O que aconteceu com as sondas Pitot depois?
Após o acidente, o problema das sondas recebeu atenção especial.
O objetivo não era simplesmente encontrar uma peça “culpada”, mas entender como aquele tipo de sensor poderia se comportar em condições extremas e como reduzir o risco de novas ocorrências.
A investigação mostrou que havia registros anteriores de problemas relacionados às indicações de velocidade em determinadas condições.
Também foram tomadas medidas regulatórias envolvendo os modelos de sondas usados em aeronaves da família A330/A340, além de mudanças nos testes e nos critérios relacionados à formação de gelo.
Esse é um dos legados mais importantes de um acidente aéreo.
Quando uma investigação é bem conduzida, o objetivo final não é apenas explicar uma tragédia.
É fazer com que o próximo avião tenha uma chance maior de escapar de uma situação parecida.
Uma queda que durou poucos minutos, mas deixou lições por décadas
O AF447 desapareceu durante uma madrugada sobre o Atlântico.
Para quem estava em terra, durante algum tempo, havia apenas uma informação: o avião não havia chegado ao destino.
Para os investigadores, porém, começava uma busca que levaria anos.
Primeiro vieram os destroços.
Depois, as campanhas submarinas.
Então, a descoberta do avião no fundo do oceano.
E finalmente as caixas-pretas, que permitiram reconstruir os últimos minutos.
A história do AF447 mostra como acidentes raramente acontecem por causa de um único evento isolado.
Uma indicação de velocidade pode desaparecer.
Um sistema automático pode se desconectar.
Uma tripulação pode interpretar os sinais de maneira diferente do esperado.
Um fenômeno meteorológico pode ser mais severo do que os modelos previam.
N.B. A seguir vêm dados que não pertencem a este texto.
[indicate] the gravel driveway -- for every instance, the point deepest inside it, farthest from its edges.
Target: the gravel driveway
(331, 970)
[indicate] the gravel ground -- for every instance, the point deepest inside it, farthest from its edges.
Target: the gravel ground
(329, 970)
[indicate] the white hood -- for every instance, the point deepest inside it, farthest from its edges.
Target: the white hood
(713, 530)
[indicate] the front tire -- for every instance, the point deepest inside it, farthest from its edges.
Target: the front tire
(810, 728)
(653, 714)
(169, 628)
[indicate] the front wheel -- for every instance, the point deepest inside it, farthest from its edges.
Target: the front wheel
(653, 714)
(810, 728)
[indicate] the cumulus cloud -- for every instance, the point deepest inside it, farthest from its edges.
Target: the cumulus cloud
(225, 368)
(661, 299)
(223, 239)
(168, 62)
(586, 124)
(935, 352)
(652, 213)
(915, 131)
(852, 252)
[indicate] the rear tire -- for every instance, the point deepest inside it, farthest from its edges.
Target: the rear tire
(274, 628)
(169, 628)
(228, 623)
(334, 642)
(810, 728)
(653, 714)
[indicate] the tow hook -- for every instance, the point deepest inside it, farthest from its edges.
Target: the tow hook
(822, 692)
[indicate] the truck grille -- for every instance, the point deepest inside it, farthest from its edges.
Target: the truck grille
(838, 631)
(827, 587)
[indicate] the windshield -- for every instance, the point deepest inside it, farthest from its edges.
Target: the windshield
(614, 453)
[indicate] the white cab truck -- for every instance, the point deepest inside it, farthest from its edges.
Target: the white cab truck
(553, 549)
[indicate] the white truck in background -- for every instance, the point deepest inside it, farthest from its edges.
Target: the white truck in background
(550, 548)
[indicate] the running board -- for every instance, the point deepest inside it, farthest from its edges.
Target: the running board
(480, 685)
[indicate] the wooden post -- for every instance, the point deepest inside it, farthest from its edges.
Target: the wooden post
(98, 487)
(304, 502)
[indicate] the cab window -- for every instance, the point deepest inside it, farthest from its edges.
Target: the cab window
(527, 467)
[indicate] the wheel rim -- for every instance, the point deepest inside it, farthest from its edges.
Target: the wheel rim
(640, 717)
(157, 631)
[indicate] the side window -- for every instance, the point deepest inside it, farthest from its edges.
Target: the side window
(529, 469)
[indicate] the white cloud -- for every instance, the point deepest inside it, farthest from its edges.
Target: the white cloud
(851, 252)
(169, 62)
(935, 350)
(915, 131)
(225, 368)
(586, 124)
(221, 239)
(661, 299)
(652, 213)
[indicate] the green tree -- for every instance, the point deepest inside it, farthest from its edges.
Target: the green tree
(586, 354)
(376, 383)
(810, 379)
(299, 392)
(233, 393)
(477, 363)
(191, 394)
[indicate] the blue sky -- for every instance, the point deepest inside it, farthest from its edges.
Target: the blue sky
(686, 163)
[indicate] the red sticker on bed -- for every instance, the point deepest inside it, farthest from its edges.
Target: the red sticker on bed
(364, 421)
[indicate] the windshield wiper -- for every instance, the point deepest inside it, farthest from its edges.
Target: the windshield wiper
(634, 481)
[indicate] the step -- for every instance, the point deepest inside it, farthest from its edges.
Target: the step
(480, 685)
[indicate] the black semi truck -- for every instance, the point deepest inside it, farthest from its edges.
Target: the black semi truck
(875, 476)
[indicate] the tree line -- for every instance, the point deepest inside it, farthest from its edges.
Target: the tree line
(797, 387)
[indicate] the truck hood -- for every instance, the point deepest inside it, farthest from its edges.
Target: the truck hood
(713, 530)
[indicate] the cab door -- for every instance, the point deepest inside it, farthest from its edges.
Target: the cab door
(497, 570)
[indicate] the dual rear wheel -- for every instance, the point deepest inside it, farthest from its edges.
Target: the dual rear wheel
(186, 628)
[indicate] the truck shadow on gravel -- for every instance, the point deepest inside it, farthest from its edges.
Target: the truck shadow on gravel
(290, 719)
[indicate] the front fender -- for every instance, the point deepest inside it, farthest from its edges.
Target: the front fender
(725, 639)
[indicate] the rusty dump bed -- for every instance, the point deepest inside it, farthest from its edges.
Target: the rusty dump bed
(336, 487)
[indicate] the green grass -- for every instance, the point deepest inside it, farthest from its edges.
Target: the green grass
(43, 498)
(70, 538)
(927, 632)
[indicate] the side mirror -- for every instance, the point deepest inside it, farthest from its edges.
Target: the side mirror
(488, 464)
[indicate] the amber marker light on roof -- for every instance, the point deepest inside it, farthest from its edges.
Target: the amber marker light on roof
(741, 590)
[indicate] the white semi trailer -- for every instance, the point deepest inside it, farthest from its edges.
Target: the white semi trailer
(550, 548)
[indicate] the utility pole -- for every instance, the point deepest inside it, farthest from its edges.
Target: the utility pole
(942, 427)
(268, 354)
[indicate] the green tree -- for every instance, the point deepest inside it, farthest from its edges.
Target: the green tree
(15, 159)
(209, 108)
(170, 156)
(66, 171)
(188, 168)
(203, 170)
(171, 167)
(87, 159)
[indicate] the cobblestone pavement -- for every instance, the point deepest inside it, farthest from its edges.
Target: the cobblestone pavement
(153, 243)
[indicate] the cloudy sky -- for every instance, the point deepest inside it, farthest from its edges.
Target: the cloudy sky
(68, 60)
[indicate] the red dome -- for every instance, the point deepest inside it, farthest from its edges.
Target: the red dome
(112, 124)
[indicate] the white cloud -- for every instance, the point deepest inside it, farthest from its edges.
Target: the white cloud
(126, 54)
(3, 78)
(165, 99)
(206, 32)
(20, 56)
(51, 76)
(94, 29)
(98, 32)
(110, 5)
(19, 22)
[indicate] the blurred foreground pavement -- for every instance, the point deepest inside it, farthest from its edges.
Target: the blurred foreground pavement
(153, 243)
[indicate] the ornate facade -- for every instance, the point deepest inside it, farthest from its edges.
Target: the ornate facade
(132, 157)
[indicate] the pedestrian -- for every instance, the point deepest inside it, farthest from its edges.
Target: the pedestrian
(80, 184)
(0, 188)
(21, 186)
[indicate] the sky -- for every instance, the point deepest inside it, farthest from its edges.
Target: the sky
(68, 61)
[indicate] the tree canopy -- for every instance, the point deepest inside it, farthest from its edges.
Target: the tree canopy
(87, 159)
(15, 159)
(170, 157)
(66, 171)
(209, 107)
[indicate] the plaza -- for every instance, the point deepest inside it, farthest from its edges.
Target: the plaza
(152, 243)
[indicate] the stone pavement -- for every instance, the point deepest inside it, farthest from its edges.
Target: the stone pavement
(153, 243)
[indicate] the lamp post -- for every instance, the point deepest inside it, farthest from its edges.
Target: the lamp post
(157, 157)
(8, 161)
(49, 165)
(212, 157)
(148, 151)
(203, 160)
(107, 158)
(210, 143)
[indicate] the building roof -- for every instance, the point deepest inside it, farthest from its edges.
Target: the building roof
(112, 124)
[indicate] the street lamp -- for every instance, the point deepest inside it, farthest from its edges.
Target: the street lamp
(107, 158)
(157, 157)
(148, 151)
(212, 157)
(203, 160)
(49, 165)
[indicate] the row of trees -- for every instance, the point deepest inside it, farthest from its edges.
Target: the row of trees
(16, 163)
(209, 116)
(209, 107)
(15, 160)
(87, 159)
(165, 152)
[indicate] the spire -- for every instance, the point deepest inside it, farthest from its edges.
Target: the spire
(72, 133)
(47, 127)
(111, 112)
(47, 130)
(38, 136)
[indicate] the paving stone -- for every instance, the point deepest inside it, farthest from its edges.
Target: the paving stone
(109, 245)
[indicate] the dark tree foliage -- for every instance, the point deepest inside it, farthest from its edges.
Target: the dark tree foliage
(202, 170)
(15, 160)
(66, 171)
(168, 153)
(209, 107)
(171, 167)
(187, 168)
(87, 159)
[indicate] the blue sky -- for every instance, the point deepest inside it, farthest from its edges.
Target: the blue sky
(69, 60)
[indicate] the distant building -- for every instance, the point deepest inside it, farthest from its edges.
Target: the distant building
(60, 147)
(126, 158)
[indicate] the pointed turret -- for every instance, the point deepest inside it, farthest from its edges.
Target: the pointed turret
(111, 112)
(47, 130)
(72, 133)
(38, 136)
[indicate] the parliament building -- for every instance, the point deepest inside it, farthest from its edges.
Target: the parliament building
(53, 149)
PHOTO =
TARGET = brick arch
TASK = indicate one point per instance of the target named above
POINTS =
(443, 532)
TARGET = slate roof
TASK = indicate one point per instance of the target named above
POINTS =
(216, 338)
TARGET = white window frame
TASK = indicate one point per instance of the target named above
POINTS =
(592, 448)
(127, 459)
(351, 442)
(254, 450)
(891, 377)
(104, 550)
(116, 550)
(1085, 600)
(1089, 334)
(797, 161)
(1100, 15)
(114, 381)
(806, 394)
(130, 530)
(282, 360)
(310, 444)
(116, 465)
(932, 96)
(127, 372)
E, quando tudo acontece ao mesmo tempo, poucos minutos podem fazer uma diferença gigantesca.
O legado mais importante
Hoje, quando se fala no AF447, é comum lembrar apenas do mistério envolvendo o avião que desapareceu no Atlântico.
Mas talvez a parte mais importante da história esteja no que veio depois.
O acidente ajudou a mostrar que segurança aérea não depende apenas de aviões modernos ou pilotos experientes.
Ela depende de uma enorme rede formada por treinamento, tecnologia, procedimentos, meteorologia, sensores, comunicação e capacidade humana de reagir quando algo inesperado acontece.
O relatório final do BEA foi publicado três anos depois do acidente, em julho de 2012, após uma investigação que envolveu operações submarinas, recuperação dos gravadores e análise de uma quantidade enorme de dados.
O AF447 continua sendo uma das histórias mais impressionantes da aviação moderna não apenas porque um avião caiu no meio do oceano, mas porque foi preciso descer quase quatro quilômetros abaixo da superfície para finalmente encontrar as respostas.
E, no fim, as respostas mostraram algo ainda mais curioso:
o desastre não começou quando o avião atingiu o oceano. Começou alguns minutos antes, quando uma série de pequenos sinais deixou de fazer sentido para quem precisava interpretá-los.